Read Scarred for Life Online

Authors: Kerry Wilkinson

Tags: #Mystery, #Detective, #Woman Sleuth, #Police Procedural

Scarred for Life (21 page)

Archie didn’t seem to notice. The only sound in the interview room was the tapping of his foot on the floor as he curled his top lip aggressively.

‘I suppose you think you’re clever, don’t you,’ he said, glaring at Hamish.

That hint of a Scottish accent again. ‘Not really.’

‘Two young girls – what was it, you couldn’t get a shag so you took it out on them?’

The solicitor tutted but didn’t say anything. Jessica knew he was going to cut in when they’d made big enough idiots of themselves. She was going to at least let Archie show her what he had.

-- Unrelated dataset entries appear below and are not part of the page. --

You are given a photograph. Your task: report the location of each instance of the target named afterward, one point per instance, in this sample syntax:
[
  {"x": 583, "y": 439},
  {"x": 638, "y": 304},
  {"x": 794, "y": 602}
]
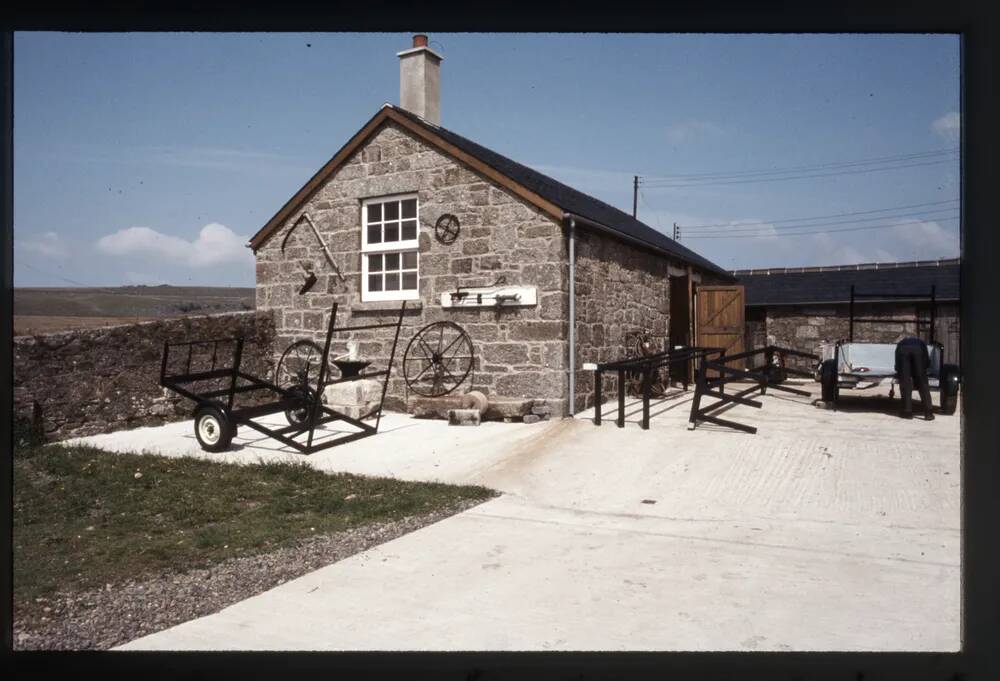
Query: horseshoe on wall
[{"x": 326, "y": 251}]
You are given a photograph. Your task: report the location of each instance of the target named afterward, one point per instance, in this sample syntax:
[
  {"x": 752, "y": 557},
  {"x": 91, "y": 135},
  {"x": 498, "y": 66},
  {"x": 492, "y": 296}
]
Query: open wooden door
[
  {"x": 719, "y": 321},
  {"x": 681, "y": 319}
]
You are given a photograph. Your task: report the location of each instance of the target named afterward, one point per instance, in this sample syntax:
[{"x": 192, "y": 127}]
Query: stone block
[
  {"x": 543, "y": 410},
  {"x": 464, "y": 417}
]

‘I’ll bet you were well chuffed after the first girl, weren’t you,’ Archie added, laying the accent on thick. ‘You thought you had it all worked out – go cruising close to the closed bus stop for any girls unfortunate enough to be looking for a lift home. But it all went to cock, didn’t it?’

No reply.

‘No offence, mate, but you’ve even got the name for it, haven’t you? I mean, if I was called “Hamish”, I’d be out there trying to cop off with anything that moved. I’ve only heard of one Hamish in my life and he was a right paedo, he—’

Another tut from the solicitor. This was going badly.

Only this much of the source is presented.